No. I don't think so. I like open formats. I even keep a lot of documents in Text formats. I use XML liberally in my own software (mainly because I don't like to write I/O code), and I like to see other people doing the same (mostly because I don't like to have to interpret information coming from their bad I/O code). However, there are many times when a proprietary format doesn't have a valid (or high-fidelity) replacement.
For example, consider things like your camera. Many modern cameras have a "raw" file format, which is specific to the manufacturer of the camera and needs to be "developed" in order to make it show something useful. These files are basically the raw data taken directly from the sensors in the camera and, as such, are the highest fidelity information that is available. Until Adobe came out with its Digital Negative format (DNG), there was no high-resolution archival format for data of this kind. Now, Adobe owns the patents to this format (such as they are or may be), and has so far decided to license them for free to everyone, which is nice, and they are trying to push the format as a standard for archiving. Raw formats were available for a number of years before Adobe came up with this format, and technically it's not an Open Format, as it has a patent license associated with it (a very liberal one, I'll add). However, the point is that if you stayed away from proprietary formats in lieu of open standards (like JPEG), you'd be giving up fidelity on older information for standards compliance. Now, we can convert our camera raw files to DNG format and we have a well-known format that preserves all of the data.

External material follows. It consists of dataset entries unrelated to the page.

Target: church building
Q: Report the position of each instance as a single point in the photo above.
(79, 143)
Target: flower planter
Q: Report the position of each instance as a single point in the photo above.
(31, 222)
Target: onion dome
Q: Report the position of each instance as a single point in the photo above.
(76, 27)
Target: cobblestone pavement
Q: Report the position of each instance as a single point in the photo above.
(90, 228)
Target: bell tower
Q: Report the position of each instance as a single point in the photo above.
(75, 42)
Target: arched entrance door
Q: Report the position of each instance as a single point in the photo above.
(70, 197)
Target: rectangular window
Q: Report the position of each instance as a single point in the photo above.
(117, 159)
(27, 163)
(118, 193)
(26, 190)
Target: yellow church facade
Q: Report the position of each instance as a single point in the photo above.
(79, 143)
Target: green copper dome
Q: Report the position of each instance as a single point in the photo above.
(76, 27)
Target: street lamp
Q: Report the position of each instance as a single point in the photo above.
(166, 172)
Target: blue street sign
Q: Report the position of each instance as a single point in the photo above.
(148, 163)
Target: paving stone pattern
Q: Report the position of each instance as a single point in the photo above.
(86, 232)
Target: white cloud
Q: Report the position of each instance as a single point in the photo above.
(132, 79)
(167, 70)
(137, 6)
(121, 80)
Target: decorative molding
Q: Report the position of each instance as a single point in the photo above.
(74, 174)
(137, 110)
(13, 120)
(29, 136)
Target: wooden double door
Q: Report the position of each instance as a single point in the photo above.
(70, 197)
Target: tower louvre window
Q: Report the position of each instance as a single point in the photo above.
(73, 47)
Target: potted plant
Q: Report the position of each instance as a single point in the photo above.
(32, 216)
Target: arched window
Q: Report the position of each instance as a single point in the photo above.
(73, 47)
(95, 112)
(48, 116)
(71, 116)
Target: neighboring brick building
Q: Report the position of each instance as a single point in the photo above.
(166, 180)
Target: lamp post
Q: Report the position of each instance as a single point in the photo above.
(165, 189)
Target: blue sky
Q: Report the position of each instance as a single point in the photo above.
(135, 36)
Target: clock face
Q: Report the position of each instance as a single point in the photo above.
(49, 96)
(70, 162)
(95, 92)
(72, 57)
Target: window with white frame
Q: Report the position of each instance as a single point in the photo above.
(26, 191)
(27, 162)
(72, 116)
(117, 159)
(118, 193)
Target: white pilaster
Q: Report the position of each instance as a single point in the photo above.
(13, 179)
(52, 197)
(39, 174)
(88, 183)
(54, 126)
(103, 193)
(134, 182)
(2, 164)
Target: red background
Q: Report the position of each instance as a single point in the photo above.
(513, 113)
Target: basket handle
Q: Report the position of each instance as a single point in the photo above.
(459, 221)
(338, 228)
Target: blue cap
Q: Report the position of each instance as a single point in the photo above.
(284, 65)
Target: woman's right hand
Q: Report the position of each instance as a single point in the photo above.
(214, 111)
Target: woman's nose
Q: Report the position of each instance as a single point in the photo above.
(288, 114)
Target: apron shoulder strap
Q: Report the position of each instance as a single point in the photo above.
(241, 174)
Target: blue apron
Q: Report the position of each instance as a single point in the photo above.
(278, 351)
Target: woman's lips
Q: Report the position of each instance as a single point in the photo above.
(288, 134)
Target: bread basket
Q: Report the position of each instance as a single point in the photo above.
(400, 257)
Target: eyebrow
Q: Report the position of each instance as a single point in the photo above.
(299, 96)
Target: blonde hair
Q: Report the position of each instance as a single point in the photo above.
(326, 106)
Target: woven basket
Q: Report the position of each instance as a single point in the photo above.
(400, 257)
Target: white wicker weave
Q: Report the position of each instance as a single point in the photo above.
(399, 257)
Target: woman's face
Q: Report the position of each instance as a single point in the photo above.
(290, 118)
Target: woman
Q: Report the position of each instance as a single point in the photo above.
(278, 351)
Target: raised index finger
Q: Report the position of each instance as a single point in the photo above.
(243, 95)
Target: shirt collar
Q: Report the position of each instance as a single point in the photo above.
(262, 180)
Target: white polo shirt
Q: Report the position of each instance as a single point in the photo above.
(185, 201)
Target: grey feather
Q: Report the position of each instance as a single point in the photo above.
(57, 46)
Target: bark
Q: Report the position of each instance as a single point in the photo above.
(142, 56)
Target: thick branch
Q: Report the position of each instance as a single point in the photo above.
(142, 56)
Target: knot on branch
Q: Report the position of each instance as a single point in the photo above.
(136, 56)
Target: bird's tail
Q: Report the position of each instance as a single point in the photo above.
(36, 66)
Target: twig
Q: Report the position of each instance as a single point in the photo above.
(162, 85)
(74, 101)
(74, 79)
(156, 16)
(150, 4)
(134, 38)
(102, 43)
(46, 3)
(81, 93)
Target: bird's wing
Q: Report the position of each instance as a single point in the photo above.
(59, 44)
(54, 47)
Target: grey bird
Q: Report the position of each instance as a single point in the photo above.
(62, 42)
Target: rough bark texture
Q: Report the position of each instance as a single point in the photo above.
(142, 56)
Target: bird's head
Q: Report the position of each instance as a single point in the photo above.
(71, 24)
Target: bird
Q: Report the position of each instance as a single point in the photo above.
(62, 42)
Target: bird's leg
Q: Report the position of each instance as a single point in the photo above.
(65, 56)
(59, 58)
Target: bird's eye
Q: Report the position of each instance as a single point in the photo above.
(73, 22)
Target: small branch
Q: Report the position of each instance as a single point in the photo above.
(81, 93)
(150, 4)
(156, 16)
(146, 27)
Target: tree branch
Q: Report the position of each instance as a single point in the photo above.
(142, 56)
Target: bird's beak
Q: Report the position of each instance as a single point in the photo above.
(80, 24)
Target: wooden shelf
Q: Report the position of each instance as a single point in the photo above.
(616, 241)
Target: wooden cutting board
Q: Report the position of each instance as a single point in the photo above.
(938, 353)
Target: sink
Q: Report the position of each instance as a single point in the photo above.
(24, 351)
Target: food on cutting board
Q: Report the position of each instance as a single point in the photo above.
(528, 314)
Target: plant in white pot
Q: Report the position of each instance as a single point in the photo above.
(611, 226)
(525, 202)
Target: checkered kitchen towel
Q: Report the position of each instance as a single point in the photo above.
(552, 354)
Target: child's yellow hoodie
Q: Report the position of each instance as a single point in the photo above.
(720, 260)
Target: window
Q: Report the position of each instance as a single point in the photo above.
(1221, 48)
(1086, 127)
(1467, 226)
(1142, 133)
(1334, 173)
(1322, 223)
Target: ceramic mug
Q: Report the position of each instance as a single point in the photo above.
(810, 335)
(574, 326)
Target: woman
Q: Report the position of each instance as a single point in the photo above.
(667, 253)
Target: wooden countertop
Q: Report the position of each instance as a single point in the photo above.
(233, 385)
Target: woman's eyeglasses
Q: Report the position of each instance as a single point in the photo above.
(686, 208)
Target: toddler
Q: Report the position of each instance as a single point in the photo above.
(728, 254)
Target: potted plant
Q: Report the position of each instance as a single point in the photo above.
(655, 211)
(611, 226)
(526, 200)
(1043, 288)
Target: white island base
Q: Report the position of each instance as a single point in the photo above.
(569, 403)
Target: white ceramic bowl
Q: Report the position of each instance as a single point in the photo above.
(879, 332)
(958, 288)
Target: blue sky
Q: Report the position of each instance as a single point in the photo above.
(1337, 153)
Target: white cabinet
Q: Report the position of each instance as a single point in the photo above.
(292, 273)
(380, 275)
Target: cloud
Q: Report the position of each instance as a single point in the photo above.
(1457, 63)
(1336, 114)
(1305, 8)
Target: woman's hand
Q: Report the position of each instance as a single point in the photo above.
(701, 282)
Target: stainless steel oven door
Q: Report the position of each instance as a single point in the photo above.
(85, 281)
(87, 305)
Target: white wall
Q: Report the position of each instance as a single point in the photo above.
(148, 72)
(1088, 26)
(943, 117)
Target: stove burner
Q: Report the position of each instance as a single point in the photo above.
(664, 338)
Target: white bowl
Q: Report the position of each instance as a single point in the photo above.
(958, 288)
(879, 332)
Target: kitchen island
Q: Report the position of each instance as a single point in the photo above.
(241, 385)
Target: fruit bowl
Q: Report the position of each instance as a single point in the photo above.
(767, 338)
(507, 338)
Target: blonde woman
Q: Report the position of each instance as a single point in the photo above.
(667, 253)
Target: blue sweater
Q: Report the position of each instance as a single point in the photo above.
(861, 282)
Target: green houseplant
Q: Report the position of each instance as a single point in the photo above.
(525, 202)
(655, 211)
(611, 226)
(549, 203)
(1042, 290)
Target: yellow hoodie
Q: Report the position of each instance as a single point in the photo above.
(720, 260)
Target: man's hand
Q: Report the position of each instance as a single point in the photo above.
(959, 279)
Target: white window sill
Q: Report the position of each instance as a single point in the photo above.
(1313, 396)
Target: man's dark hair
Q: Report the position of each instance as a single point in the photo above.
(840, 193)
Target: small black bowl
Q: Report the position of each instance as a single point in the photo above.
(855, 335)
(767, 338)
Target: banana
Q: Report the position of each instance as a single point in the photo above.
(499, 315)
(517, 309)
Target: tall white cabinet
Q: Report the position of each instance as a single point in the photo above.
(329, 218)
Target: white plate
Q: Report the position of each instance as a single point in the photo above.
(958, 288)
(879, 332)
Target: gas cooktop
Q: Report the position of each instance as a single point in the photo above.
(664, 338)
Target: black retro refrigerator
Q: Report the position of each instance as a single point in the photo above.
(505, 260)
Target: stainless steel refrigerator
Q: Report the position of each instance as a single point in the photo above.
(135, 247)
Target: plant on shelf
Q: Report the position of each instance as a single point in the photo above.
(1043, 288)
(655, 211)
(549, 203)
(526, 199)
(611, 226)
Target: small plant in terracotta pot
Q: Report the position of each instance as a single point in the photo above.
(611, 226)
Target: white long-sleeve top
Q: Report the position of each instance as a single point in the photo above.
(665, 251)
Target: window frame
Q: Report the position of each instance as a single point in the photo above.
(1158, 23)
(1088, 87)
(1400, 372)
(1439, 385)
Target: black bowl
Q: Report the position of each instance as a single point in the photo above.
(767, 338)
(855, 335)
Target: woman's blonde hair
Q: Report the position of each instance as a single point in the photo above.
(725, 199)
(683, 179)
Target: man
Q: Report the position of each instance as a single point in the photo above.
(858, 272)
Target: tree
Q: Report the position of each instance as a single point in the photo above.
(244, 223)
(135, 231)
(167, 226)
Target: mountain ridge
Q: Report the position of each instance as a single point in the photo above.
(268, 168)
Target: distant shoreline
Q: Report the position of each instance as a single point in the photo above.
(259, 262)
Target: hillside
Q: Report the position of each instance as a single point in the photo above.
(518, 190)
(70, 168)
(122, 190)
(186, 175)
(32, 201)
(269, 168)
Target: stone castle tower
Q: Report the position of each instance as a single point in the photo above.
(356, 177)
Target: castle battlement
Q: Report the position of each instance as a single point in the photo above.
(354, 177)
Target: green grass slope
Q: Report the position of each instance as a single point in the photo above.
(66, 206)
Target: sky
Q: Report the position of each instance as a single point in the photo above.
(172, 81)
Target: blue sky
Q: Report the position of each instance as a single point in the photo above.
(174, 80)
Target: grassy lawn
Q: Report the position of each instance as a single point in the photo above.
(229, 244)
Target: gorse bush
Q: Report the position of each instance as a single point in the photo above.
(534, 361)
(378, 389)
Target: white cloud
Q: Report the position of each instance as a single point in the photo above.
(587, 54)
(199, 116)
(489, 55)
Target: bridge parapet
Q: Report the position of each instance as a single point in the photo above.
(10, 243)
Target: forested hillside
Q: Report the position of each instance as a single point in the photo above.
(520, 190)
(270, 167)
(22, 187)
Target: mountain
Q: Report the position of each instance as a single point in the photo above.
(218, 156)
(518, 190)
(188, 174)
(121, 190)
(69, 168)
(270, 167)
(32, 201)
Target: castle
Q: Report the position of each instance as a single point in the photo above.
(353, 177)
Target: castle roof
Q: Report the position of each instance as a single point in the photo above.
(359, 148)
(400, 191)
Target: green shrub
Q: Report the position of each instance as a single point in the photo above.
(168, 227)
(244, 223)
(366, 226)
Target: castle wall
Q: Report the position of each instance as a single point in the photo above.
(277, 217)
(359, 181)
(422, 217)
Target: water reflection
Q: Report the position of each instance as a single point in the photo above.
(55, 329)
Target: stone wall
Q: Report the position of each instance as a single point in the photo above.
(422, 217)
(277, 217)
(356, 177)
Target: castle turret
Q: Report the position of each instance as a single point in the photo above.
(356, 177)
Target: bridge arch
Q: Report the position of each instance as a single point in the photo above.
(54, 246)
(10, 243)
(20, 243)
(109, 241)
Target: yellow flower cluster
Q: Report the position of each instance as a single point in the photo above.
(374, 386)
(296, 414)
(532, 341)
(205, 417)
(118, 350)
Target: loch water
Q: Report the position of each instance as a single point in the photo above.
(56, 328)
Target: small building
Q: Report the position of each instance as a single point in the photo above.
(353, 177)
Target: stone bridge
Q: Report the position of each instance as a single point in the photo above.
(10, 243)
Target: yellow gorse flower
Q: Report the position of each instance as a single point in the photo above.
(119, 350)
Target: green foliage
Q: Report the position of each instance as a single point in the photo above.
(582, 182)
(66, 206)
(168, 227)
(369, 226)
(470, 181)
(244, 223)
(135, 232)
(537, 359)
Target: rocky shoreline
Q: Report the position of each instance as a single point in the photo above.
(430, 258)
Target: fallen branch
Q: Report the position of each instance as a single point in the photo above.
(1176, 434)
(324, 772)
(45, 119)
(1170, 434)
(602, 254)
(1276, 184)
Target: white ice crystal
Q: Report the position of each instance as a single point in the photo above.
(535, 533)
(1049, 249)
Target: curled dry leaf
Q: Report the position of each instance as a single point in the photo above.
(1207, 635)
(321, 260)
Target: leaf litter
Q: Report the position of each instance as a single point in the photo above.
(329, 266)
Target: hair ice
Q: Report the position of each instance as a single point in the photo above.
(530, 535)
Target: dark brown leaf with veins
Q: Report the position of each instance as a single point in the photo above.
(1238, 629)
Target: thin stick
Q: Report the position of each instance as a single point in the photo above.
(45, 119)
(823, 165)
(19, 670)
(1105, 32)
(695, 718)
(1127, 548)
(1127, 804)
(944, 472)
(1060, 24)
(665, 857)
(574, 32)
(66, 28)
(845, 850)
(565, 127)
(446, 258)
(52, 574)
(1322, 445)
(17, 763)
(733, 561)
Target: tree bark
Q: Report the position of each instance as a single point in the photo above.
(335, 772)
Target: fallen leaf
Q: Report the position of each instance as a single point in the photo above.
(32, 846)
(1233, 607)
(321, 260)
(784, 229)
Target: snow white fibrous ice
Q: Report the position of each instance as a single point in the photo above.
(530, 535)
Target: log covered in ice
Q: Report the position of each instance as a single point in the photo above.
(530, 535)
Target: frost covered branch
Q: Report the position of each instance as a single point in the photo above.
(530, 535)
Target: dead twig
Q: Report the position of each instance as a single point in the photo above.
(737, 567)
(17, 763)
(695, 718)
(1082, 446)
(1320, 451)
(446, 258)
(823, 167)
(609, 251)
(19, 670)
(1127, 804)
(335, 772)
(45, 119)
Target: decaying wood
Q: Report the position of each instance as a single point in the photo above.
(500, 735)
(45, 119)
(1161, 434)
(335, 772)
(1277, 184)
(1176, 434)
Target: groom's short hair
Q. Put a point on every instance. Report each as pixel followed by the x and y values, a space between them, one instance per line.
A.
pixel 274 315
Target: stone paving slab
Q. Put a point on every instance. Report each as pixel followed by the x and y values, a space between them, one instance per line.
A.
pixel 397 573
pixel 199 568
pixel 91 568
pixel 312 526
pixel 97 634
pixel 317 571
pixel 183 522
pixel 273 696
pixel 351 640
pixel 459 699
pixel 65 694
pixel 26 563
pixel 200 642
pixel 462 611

I have no particular excuse for Apple on iPhoto. I understand their need to cache information, but I don't understand why they don't want to put the metadata someplace that is a bit more transparent. Maybe we'll see that in a future version. However, prior to some recent extensions to the major file formats, there was really no good way to associate arbitrary information with GIF/JPEG/RAW files. Now, Apple could have chosen to make a file format, publish it, and stick with it forever--but that's going to slow down their future development, especially if/when they realize they've done something wrong. And, for the time being, the format that they're using for cataloging is actually an XML format that you can read and interpret (which I'm doing in at least one project I'm currently working on).
This list goes on for other applications from Apple and other software manufactures. As a matter of fact, Apple released a key product (Keynote) complete with the XML schema on the first day. Their thinking was that although they didn't have an existing standard to use, they could make it easier for others to interact with their software if they provided the file format and guaranteed a variety of things about the way that it is written and read. As such, they have benefitted and so have the users. There are a number of utilities and a lot of templates for the package.
In the end, proprietary data file formats aren't going to go away, however we can hope that over time they permute into formats that are successful and open. Sometimes this means exporting (with it's possible loss of fidelity) and sometimes it means transcoding (no fidelity loss but a format change), and sometimes it means that the programs (like Keynote) work in a published space all of the time. However, much of this is dependent upon the type of software and data you're dealing with.
In closing, I'm not running away from the Macintosh and don't think I will be any time in the near future. So far, I'm impressed with the hardware that has come out of the partnership with Intel and I continue to be happy with the direction of Apple's software (both applications and operating system). And I continue to push the same on my friends and family (mainly because I don't like doing technical support and the Mac is just a much simpler beast to use than anything else out there).